I came back to myself slowly. I’d been so lost in my task, I’d lost track of Price. A spike of fear drove through me. How had he fared?
I realized then that he held me in his arms on the ground. He was saying something, though I couldn’t make it out. My head still sang with notes of power. Around us, a storm raged, but we stood in a bubble of calm, permeated only by the howl of the wind.
I wriggled and sat up, putting my arms around him and burrowing my face into the crook of his neck. His heart thudded frantically in his chest as his arms tightened around me.
I put my lips next to his ear, speaking loud enough to be heard over the storm. “The key is to enjoy the ride.” I started laughing. I couldn’t help myself. I’d finally come into my own.
Chapter 27
Gregg
“GIVE ME THE UPDATE,” Gregg ordered as he finished typing out a text. Stupid how most of his time in this surge against Savannah’s old operation was spent behind a desk like some bean counter. He felt more like traffic cop than a general. Nevertheless, someone had to make sure that all the balls stayed in the air and sent forces where they were needed. The military would call this a time-on-target attack, where al
l the weaponry hit at the very same time. Except he’d had to rush the planning and implementation and now had to call up and redirect resources as needed. That meant sitting in front of the computer and a half dozen phones with a dozen assistants scurrying about like tweaker mice.
Kinsey stood behind the chair opposite Gregg’s desk. He didn’t speak, and after a moment, Gregg looked up. Kinsey’s expression was stupefied.
“What happened?”
“Dimitriou and Castillo are dead.”
It took a second for the words to register. Gregg thrust to his feet, his chair rolling away to crash into the wall behind him. “What? How?” He punched down on his desk. The wood cracked from the force. Pain told him he’d broken knuckles, maybe bones. A snarl peeled his lips from his teeth. “Tell me what happened.”
Kinsey shook his head. His eyes were bloodshot and rock hard. “Snipers. Simultaneous head taps, both. Professional job.”

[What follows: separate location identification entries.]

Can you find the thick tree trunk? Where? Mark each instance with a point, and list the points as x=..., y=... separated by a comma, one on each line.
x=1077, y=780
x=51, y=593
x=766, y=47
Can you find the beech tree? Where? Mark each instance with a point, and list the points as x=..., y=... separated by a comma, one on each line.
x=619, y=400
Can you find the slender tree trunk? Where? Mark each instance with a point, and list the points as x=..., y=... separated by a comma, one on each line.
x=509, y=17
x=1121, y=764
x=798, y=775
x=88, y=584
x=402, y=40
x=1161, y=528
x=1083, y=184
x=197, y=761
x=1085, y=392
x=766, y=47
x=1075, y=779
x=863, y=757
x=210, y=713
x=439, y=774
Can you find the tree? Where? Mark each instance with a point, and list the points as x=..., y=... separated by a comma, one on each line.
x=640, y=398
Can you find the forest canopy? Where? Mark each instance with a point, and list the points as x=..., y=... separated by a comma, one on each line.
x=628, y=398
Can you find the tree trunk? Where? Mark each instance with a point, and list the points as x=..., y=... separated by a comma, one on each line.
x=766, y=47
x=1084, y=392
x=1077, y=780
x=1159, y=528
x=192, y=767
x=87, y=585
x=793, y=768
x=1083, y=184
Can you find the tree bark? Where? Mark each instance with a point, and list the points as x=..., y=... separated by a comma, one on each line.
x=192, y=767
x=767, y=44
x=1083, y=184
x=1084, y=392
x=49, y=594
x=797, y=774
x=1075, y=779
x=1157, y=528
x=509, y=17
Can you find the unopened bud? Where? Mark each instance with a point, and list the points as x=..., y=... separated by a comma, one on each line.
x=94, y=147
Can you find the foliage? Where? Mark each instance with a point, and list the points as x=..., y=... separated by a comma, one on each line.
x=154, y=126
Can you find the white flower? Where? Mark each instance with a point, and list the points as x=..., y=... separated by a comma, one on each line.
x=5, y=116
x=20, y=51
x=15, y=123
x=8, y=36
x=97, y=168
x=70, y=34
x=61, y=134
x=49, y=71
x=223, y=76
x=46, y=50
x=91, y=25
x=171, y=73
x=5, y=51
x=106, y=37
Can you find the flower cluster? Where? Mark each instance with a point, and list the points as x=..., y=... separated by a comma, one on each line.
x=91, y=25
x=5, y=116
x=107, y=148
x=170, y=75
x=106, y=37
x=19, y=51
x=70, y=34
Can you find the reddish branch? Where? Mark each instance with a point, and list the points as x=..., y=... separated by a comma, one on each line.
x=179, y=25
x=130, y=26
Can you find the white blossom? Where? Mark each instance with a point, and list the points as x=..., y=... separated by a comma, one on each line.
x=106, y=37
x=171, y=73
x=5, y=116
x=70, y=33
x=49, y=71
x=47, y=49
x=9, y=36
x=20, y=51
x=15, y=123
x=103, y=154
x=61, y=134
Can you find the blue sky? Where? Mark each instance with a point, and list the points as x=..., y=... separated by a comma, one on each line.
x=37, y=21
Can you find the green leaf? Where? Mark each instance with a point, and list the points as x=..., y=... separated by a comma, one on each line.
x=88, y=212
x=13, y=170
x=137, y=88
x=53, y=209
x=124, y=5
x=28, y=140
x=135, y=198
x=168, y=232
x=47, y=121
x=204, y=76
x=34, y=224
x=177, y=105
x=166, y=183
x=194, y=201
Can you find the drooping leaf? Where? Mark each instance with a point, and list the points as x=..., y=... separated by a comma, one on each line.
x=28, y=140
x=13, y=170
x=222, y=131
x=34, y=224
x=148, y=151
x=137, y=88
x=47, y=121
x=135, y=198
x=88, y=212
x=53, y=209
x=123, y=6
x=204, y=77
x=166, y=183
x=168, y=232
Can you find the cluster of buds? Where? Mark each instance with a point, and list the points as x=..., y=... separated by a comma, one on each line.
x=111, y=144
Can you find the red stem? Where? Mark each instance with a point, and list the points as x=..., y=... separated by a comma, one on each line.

“It’s time I got out there,” Gregg decided. He glanced at his secretary sitting at a small desk on the opposite side of the room. “Karen—where’s Mason?”
The middle-aged woman started at his bellow and tapped quickly on her keyboard. “Midtown. At Morrell’s Boreal residence.”
“Get him for me.” Gregg tapped his fingers impatiently on his thigh.
“With assassins out there, you shouldn’t expose yourself,” Kinsey said. “You’re the one they really want.”
“I’ll go into half-travel mode. Right now, I need a firm hand on the wheel up there. My people need to see me and know I’m still in charge. If we don’t take Savannah’s compound down before a competitor gets entrenched, we’ll be in for a long siege and I don’t have time for that.”
“He’ll be on the line in the moment, sir,” Karen said.
Gregg answered when one of his cells rang. Each was set up to receive calls on the same number, but instead of someone getting a voice mail or busy signal when he was on the phone, the next cell in the linked lines would ring; if Gregg was busy, an assistant would pick it up.